Beloved

le corps comme cri collectif signé Kezia Jonah
©Danio Movicthe

 

De Madagascar à Dakar, la danseuse et chorégraphe malgache Zafinoa Hanitriniaina Kezia Jonah impose une voix singulière sur les scènes contemporaines internationales. Avec Beloved « oui ou non », œuvre née d’une histoire personnelle devenue geste politique, elle interroge la condition féminine, la mémoire du corps et les possibilités de réparation par la danse. Soutenue par la Commission de l’Océan Indien, elle affirme aujourd’hui une démarche d’artiste-entrepreneure engagée.

À la croisée de la danse contemporaine africaine, de la parole et de la spiritualité, Beloved « oui ou non » interroge avec force ce que signifie être une femme dans la société contemporaine. Créé initialement comme un solo, Beloved est un cri du cœur. L’artiste y transforme la douleur personnelle en mouvement, rendant un hommage vibrant à toutes les femmes victimes d’injustices sociales. La pièce traverse des états de vulnérabilité, de révolte et de réappropriation de soi, posant une question centrale : cet amour est-il inconditionnel ou soumis à des compromis ? C’est un dialogue entre le « oui » et le « non », entre l'acceptation des normes et le désir d'émancipation.

Du solo au trio : faire émerger une sororité scénique

Après une tournée internationale saluée par le public et la critique couronnée par le prix Solo Newcomer au SoloDuo Tanzfestival Köln en Allemagne en 2024, Beloved évolue alors vers une forme en trio. Kezia Jonah endosse cette fois-ci le rôle de chorégraphe pour laisser la place à d’autres femmes et à leurs voix en mouvement. Présentée pour la première fois à l’Alliance Française de Nosy Be (Madagascar) en décembre 2025, la version trio transforme la narration : il ne s’agit plus d’une voix solitaire mais d’une sororité incarnée où les corps dialoguent, se soutiennent et amplifient le message. 

La slameuse Makwa Joma rejoint la scène apportant une dimension textuelle en direct, renforçant l’intensité émotionnelle de la pièce. Également, les danseuses Mylane et Andreas choisies pour leur engagement artistique et leur énergie. Une collaboration faite de manière organique, guidée par le coup de cœur artistique. Vivant à Dakar mais profondément liée à Madagascar, Kezia Jonah souhaite créer des opportunités concrètes pour les artistes féminines malgaches.

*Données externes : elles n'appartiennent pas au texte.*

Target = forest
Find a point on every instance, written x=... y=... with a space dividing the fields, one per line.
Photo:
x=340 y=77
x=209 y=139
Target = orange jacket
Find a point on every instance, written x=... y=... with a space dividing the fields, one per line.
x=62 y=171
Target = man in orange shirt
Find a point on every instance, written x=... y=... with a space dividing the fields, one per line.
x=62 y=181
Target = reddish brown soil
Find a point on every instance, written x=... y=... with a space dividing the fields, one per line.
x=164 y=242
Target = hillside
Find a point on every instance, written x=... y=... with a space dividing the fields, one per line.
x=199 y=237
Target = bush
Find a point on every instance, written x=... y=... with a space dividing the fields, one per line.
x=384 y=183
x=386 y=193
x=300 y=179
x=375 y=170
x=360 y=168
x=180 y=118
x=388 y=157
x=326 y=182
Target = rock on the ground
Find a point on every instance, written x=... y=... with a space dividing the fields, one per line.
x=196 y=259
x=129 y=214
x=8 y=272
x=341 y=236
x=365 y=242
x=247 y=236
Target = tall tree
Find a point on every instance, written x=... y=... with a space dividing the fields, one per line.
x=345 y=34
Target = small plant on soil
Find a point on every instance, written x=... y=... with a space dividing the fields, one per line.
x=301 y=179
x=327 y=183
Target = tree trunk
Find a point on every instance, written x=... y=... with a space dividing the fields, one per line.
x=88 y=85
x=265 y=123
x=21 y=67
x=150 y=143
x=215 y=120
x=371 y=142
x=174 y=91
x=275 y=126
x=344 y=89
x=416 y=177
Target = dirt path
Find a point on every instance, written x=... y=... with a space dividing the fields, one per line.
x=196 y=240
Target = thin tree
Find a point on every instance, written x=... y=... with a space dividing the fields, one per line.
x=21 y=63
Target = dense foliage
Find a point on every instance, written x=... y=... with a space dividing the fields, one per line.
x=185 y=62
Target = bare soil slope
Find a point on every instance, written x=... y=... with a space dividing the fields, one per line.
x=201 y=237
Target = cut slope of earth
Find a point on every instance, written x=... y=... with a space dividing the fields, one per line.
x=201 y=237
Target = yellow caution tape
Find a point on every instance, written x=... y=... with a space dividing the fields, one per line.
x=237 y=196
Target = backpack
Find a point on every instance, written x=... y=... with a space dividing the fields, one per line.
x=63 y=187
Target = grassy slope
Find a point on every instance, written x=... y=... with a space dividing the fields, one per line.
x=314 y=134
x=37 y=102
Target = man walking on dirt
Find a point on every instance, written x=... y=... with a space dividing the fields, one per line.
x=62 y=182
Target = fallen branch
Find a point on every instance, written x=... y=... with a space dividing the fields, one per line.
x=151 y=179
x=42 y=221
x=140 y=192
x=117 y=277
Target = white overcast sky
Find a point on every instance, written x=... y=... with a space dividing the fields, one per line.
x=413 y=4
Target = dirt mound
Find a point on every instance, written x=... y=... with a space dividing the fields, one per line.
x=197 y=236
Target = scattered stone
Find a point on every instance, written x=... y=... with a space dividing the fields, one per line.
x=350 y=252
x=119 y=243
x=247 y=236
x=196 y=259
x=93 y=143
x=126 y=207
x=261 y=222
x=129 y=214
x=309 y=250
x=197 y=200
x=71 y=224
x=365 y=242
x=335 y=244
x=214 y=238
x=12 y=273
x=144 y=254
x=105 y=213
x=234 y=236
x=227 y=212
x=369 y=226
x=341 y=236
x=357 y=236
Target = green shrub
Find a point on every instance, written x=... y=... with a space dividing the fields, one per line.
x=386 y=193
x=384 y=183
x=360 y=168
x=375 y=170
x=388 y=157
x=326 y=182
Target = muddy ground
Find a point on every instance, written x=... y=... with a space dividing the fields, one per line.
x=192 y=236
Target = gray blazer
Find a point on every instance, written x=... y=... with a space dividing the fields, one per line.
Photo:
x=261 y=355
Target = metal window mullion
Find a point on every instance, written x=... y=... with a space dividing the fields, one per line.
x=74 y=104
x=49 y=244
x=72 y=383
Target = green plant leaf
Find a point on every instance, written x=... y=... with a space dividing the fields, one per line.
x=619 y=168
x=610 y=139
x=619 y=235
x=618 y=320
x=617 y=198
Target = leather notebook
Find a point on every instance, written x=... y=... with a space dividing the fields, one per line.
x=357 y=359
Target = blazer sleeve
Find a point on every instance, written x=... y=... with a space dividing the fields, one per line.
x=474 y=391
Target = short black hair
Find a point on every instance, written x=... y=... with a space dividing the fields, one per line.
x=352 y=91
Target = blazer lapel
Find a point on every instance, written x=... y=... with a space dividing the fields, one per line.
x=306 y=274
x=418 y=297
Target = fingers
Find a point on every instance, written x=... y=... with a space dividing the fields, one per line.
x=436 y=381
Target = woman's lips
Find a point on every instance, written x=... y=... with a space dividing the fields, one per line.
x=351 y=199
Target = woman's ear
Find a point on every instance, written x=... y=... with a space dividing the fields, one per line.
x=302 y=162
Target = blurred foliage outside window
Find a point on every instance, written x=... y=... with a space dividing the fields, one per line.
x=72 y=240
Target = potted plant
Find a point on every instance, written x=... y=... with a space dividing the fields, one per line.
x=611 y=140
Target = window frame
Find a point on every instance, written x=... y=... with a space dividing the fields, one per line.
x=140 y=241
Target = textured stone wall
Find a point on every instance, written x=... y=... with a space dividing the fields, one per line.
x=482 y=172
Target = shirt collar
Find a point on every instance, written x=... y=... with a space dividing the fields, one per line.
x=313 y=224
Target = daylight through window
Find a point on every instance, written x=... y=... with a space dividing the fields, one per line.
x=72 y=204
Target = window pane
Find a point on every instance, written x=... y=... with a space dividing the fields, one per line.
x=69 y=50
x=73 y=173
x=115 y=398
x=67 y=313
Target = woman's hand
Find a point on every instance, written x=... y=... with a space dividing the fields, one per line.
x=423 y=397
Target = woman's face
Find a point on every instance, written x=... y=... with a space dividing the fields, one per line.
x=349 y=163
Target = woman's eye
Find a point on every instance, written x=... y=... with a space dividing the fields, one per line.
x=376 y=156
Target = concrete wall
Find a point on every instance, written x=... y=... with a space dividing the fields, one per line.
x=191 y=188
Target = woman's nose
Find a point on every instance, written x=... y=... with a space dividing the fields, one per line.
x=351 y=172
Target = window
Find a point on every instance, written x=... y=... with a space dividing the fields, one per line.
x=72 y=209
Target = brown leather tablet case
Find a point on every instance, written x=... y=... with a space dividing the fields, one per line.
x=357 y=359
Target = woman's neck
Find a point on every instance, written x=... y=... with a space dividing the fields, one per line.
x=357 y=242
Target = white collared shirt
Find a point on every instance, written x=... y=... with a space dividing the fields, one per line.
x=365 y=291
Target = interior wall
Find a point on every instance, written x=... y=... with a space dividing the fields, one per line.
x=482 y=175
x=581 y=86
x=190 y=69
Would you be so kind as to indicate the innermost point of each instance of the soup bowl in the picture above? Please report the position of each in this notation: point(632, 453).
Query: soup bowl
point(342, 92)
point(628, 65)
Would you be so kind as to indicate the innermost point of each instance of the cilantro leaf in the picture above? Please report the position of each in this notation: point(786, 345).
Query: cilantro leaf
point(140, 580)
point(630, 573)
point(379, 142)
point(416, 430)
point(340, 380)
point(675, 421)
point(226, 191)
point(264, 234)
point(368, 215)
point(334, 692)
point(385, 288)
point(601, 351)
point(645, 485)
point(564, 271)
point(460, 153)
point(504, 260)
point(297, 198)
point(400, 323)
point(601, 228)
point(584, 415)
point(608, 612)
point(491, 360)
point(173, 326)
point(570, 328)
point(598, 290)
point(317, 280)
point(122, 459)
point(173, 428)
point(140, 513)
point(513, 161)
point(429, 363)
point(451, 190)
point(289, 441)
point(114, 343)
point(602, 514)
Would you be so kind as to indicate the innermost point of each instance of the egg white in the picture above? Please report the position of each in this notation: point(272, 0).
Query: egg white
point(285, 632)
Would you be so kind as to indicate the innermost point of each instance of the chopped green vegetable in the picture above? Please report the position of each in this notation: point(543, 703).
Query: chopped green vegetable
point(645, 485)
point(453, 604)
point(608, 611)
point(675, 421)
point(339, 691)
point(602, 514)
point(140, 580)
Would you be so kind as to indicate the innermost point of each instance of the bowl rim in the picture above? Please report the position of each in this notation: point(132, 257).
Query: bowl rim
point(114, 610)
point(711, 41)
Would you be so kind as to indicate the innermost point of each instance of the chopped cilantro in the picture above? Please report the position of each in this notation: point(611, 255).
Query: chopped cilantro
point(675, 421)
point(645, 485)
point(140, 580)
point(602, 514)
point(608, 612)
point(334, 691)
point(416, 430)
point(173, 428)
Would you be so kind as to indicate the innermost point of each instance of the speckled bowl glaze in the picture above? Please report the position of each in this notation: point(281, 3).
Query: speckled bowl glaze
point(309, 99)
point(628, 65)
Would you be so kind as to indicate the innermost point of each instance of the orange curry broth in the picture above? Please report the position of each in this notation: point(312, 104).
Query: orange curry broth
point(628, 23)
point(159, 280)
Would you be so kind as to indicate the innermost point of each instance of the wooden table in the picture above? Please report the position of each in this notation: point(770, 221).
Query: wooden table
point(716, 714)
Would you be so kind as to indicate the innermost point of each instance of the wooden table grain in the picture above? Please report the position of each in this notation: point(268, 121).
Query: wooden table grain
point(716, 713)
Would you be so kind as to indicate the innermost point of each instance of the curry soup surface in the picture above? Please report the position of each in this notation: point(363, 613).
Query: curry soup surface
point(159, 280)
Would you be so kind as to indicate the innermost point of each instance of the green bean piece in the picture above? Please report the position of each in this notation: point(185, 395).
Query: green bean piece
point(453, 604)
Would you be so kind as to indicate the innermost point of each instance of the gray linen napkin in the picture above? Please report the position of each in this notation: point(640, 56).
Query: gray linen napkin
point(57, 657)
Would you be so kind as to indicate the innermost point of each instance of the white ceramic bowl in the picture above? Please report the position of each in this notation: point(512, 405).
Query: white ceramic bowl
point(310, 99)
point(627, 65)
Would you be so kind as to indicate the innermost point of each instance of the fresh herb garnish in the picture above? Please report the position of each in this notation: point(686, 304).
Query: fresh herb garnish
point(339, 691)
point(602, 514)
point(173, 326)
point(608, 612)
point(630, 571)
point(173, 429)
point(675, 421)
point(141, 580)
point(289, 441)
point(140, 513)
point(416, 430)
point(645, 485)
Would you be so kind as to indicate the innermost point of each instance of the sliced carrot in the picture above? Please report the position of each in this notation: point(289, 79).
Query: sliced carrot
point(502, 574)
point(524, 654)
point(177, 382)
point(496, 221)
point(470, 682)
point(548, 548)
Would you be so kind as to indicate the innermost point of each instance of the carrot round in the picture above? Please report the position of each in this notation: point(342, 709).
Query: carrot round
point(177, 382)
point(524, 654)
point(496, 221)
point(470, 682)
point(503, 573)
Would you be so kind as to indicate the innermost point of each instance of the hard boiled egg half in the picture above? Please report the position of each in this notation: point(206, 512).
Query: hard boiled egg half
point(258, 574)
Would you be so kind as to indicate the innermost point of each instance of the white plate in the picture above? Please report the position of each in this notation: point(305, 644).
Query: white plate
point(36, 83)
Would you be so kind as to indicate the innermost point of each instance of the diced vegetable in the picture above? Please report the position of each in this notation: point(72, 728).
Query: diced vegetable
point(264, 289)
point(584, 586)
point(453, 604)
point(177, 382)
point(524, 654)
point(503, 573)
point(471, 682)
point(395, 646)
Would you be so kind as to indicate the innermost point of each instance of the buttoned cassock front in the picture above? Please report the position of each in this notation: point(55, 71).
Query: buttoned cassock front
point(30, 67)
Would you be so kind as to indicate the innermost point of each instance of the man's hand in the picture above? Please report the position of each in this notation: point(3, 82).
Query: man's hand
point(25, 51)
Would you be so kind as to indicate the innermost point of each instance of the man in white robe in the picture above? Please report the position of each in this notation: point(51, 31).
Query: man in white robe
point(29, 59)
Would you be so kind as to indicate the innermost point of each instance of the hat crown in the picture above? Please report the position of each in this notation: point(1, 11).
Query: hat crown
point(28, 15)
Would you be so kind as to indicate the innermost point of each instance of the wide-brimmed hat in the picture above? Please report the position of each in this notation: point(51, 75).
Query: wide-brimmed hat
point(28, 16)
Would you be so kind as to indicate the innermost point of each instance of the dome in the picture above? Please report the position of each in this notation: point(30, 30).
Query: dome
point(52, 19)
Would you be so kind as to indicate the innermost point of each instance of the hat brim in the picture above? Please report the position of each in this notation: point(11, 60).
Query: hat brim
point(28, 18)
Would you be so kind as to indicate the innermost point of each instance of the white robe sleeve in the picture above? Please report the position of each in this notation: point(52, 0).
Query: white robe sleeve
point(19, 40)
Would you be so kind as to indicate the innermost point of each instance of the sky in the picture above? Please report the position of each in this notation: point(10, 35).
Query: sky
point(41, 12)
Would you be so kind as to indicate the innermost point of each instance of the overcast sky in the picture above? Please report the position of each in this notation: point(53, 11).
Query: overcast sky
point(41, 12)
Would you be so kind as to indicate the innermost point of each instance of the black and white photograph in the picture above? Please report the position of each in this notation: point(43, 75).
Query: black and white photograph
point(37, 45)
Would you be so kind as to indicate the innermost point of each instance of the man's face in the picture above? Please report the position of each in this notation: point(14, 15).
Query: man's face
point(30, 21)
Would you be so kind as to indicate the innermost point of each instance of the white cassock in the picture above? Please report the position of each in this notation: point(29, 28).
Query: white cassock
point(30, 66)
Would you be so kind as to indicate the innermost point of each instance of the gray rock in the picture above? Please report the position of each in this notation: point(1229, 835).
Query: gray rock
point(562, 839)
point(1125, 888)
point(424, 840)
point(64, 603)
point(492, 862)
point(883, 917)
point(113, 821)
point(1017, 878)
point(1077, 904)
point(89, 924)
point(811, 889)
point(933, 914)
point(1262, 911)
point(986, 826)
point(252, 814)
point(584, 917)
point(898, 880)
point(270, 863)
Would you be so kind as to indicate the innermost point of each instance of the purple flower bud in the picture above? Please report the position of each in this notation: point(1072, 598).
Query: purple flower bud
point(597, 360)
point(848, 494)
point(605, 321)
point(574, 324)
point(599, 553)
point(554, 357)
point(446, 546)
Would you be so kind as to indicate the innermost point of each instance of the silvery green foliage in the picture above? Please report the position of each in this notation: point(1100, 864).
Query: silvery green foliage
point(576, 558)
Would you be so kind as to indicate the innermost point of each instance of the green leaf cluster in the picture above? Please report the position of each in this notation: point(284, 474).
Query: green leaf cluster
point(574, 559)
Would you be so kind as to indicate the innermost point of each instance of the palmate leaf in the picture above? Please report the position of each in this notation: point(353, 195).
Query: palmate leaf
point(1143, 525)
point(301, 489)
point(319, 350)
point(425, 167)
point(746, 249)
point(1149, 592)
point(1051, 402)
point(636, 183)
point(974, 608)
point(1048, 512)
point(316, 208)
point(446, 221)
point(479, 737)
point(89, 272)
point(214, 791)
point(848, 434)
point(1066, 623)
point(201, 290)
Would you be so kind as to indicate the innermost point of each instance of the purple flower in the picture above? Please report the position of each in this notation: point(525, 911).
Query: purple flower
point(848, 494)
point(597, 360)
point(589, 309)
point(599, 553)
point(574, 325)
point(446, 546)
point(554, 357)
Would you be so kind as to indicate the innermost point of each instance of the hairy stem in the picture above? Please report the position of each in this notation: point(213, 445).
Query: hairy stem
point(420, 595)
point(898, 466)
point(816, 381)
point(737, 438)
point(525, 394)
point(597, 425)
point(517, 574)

Les femmes africaines dans la création contemporaine mondiale

Cette nouvelle étape de Beloved a été rendue possible grâce au soutien de la Commission de l’Océan Indien à traves le projet ICC (Industries Culturelles et Créatives). Pour Kezia Jonah, cela reste une reconnaissance symbolique forte en affirmant que les femmes ont toute leur place dans les sphères de création, de leadership et de production culturelle. Elle contribue à briser le plafond de verre de la précarité artistique et à donner aux artistes les moyens de leurs ambitions.

Avec Beloved, Kezia Jonah signe ainsi une œuvre puissante, intime et politique, qui fait de la danse un espace de résistance, de transmission et de transformation sociale et affirme, scène après scène, la place des femmes africaines dans la création contemporaine mondiale.